Monday, Jun. 27, 1949
Dabneys (Cont'd)
TOMORROW WE REAP (384 pp.)--James Street <& James Childers--Dial ($3).
Nine years ago, James Street published the first of his series of novels of the Dabneys, Oh, Promised Land. The first book was 816 pages long, the next, Tap Roots, 593 pages, the third, By Valor and Arms, 538 pages. They told the story of
Sam and Honoria Dabney and their descendants ; how they settled in Mississippi, fought Indians, traded in slaves, cleared land, built roads, made fortunes, formed the Free State of Lebanon (in opposition to the Confederacy) during the Civil War.
Author Street's historical romances had everything that such books need: swaggering heroes, beautiful women, villainous (and noble) redskins, shocking rapes and seductions and massacres, as well as action everywhere and all the time. If readers tired of the floggings, the snakes, the brains splattered on the deck, the hussies driving strong men to distraction, they were compensated by vivid scenes, like the passage of the ironclad Arkansas through the Union fleet at Vicksburg.
Between installments of the Dabney saga, Author Street, a onetime Baptist preacher and former newspaperman, wrote a novel of contemporary Mississippi, In My Father's House, and The Gauntlet (TIME, Dec. 24, 1945), which sold 800,000 copies.
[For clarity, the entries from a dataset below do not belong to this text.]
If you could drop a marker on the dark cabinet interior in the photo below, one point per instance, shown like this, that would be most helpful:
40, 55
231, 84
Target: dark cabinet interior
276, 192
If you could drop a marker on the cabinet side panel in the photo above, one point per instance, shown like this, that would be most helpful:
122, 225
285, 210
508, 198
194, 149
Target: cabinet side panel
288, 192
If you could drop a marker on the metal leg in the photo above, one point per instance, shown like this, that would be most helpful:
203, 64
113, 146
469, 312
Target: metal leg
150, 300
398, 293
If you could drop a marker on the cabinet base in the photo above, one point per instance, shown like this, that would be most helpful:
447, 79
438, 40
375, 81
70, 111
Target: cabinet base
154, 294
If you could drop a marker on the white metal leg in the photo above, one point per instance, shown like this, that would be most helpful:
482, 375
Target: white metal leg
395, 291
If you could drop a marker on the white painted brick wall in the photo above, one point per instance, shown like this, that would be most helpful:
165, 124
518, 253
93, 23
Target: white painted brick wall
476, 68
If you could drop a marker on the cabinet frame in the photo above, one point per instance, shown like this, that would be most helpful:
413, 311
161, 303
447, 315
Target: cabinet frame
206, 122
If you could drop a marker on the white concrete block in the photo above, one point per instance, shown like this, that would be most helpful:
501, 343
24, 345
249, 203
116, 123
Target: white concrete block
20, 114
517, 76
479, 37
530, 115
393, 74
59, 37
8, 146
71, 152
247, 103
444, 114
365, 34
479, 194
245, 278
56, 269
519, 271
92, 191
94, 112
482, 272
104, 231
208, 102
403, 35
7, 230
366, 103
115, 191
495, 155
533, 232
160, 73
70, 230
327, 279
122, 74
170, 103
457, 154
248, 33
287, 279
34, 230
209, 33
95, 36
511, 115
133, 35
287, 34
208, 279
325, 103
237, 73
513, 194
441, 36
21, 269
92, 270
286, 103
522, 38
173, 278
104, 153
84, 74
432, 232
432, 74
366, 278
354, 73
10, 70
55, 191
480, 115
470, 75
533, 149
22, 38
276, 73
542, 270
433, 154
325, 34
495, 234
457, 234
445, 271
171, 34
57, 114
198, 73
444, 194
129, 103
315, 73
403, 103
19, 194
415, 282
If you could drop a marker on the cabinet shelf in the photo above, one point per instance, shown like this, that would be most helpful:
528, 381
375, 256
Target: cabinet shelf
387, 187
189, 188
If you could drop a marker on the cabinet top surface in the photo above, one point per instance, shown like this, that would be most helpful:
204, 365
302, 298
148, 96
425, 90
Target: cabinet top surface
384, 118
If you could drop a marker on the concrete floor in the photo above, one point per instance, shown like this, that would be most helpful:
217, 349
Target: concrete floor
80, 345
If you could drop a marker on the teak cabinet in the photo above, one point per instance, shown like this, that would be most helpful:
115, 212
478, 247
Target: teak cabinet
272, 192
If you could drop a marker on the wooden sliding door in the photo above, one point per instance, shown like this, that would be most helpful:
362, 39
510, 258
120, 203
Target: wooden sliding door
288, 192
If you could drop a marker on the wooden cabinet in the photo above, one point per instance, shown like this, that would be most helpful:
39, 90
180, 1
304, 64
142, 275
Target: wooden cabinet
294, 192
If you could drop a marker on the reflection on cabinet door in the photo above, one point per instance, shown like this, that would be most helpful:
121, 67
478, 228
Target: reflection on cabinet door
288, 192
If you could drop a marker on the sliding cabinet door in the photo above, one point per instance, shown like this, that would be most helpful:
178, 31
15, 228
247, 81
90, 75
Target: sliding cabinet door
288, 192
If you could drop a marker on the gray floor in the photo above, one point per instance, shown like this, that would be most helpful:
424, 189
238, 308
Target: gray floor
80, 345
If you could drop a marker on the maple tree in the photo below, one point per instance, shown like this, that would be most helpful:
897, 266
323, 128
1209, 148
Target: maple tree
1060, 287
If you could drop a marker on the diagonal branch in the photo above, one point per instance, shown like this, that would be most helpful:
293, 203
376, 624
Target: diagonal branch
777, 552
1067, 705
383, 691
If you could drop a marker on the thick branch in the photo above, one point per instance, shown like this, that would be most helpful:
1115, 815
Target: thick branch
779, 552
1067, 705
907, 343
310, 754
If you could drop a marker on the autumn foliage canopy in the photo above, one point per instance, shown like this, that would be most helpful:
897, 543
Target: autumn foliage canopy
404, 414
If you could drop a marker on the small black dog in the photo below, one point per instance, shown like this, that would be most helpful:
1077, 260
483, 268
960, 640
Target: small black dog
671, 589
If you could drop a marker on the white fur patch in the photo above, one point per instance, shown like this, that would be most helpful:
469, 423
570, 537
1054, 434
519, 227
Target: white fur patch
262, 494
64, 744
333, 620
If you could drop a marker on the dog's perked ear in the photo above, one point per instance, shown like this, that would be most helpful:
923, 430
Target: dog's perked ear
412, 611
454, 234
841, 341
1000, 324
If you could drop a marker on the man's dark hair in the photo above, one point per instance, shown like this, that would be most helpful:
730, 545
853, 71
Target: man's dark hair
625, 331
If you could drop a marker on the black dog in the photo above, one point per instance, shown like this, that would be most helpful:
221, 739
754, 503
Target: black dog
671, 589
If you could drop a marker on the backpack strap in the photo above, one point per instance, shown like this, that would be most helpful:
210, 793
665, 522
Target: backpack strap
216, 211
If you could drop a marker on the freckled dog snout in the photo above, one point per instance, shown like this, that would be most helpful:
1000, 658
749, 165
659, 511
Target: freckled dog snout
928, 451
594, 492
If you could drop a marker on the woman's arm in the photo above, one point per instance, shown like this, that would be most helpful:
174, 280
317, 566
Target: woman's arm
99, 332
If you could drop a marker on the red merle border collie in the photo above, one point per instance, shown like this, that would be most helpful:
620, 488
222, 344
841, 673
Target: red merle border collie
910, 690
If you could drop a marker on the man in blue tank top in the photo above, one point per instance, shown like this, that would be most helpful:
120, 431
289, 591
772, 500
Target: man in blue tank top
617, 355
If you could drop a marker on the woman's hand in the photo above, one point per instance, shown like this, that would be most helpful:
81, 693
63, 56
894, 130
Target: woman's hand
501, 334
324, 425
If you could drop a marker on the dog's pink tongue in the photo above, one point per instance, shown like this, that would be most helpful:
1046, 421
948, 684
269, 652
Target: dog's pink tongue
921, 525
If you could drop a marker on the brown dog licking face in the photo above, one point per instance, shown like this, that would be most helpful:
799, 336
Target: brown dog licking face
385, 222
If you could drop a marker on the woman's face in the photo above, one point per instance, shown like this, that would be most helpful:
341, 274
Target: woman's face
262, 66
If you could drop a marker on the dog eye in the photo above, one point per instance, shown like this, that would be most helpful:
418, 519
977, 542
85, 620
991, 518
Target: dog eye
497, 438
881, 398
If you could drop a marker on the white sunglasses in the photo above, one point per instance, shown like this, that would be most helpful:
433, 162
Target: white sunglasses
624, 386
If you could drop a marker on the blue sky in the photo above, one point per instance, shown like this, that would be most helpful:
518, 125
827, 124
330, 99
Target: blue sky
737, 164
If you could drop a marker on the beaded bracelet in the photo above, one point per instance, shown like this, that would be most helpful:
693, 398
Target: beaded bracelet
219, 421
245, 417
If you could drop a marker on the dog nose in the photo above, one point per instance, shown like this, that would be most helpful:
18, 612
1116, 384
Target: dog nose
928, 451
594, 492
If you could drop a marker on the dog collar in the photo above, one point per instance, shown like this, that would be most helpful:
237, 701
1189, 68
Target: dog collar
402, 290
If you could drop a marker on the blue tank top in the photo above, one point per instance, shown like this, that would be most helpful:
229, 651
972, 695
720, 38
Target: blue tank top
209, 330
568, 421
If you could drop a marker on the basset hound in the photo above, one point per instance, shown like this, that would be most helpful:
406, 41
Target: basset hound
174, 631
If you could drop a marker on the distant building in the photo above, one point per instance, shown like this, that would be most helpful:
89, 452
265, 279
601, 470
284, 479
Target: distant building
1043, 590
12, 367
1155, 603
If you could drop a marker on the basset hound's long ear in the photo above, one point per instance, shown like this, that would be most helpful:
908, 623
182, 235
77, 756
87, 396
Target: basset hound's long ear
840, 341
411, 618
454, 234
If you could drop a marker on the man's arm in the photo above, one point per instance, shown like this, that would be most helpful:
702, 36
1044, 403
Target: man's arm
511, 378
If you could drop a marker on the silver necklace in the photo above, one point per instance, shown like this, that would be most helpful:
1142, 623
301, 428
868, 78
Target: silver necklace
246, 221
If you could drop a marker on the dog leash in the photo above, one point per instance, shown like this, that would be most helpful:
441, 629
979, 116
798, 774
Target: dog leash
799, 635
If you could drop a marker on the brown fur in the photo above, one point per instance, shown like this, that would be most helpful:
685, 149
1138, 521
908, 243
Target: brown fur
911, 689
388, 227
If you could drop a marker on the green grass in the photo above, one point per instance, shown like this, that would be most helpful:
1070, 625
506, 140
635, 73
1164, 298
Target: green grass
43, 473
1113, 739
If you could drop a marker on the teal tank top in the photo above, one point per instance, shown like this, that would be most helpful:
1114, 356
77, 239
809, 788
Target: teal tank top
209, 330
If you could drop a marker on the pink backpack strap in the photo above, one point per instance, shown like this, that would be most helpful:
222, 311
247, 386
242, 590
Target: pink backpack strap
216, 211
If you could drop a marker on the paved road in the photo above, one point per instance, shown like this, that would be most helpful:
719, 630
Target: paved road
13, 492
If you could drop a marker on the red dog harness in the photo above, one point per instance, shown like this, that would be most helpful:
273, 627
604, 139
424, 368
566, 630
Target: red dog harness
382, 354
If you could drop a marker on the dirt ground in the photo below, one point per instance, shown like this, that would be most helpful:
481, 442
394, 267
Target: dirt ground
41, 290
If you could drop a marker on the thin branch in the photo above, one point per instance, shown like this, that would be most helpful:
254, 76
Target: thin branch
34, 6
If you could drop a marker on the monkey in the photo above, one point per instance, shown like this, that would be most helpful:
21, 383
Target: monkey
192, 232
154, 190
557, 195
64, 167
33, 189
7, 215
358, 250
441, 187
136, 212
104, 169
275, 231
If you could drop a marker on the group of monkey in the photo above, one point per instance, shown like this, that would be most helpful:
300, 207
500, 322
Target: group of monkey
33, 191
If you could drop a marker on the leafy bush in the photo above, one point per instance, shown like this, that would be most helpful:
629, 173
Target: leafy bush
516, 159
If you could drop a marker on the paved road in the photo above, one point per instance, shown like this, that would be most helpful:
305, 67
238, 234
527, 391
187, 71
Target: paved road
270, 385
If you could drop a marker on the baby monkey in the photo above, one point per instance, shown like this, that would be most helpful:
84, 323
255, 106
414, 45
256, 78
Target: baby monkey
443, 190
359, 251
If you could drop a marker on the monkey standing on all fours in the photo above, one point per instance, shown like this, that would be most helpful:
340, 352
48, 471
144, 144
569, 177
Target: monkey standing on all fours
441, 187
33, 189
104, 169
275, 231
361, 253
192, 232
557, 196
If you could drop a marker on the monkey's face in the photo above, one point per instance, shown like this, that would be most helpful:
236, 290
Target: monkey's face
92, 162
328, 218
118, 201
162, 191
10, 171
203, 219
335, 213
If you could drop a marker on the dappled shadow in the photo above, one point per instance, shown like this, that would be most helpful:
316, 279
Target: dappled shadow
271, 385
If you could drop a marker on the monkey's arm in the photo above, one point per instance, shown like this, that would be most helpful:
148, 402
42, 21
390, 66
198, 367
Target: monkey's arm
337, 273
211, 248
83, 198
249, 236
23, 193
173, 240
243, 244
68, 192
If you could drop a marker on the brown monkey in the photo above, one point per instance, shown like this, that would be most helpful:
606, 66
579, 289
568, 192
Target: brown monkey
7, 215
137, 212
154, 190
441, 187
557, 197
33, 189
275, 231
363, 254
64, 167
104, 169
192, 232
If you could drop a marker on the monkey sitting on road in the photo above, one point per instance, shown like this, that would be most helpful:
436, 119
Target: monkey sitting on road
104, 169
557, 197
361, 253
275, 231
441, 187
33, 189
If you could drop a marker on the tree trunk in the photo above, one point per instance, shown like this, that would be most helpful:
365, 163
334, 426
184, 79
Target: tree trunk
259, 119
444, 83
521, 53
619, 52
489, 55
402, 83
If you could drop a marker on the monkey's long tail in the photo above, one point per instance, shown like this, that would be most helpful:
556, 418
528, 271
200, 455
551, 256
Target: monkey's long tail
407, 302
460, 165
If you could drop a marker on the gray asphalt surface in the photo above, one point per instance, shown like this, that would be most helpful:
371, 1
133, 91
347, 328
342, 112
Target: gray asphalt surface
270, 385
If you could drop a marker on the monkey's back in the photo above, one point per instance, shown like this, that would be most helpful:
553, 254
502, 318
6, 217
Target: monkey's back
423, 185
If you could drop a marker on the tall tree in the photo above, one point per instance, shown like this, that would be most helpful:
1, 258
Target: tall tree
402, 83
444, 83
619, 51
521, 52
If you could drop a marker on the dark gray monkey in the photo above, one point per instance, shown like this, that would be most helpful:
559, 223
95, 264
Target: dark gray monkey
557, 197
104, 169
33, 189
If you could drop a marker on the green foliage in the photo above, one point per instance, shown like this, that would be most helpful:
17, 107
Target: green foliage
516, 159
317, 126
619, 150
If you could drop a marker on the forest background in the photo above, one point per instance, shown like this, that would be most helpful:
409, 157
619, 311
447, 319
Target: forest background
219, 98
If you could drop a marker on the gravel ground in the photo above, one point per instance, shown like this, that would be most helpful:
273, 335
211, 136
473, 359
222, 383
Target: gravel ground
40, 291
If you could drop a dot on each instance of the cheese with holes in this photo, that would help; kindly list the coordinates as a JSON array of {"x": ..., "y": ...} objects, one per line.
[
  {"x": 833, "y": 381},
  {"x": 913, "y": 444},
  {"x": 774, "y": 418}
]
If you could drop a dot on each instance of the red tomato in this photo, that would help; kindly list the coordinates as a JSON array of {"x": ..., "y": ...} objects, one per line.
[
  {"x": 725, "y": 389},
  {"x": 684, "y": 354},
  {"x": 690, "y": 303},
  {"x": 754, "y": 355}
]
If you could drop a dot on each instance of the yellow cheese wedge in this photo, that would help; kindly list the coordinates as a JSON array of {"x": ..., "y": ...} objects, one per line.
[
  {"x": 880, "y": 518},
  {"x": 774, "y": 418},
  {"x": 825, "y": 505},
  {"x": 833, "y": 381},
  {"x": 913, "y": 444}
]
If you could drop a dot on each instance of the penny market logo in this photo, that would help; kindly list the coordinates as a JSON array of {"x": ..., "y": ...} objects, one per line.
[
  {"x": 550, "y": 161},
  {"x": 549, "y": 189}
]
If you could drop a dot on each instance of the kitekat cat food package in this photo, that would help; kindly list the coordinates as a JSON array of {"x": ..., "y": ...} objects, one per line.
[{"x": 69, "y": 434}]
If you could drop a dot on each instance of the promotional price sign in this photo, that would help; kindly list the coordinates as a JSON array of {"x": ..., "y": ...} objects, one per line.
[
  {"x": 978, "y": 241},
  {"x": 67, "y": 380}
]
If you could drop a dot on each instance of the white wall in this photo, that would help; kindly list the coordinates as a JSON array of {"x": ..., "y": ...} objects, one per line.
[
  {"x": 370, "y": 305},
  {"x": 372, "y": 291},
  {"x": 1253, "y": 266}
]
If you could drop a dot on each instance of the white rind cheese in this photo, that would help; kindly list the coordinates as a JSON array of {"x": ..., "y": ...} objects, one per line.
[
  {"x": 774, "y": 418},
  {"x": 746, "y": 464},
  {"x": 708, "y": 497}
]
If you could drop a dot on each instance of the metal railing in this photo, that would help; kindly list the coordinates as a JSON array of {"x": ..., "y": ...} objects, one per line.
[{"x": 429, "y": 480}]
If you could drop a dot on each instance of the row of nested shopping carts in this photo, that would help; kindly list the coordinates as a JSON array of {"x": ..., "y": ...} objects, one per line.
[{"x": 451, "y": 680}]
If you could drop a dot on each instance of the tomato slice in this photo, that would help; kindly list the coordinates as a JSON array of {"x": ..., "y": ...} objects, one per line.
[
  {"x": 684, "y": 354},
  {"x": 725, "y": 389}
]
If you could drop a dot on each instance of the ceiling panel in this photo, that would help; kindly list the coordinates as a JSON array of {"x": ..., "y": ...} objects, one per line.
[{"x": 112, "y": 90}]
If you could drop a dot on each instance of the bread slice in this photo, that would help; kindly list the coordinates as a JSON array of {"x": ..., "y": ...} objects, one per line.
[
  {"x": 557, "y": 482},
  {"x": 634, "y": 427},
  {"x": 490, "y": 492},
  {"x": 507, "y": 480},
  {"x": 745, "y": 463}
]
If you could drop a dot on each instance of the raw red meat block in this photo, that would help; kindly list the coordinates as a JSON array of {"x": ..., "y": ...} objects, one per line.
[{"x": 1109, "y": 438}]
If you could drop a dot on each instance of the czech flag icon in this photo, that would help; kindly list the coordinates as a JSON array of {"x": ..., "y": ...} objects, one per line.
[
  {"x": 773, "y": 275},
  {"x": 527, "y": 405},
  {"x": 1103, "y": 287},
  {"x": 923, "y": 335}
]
In the midst of writing Tomorrow We Reap, which carries the Dabney clan beyond 1893, he bogged down, doubted that he could finish the book. Alabama-born James Childers (Laurel and Straw), an Air Force colonel in World War II and a Dabney fan, volunteered to help him. The result is unspectacular, although followers of the Dabneys will want to read it to find out what happened to the grandchildren and great-grandchildren. It is a more orderly and down-to-earth book than its predecessors, its characters more credible, its melodrama more restrained. But it is oddly less interesting for being more plausible, and less convincing for being closer to a recognizable environment. Part of the difficulty is that the plot seems to have been trimmed down to the proportions of a cinema scenario. Part of it is that the flamboyance and stage effects of the earlier books do not mix with the doings of backwoods storekeepers or squabbles over right-of-way. But the deeper trouble is that Author Street's view of history, like that of most contemporary historical novelists, does not produce much of dramatic interest when applied to events after the Civil War.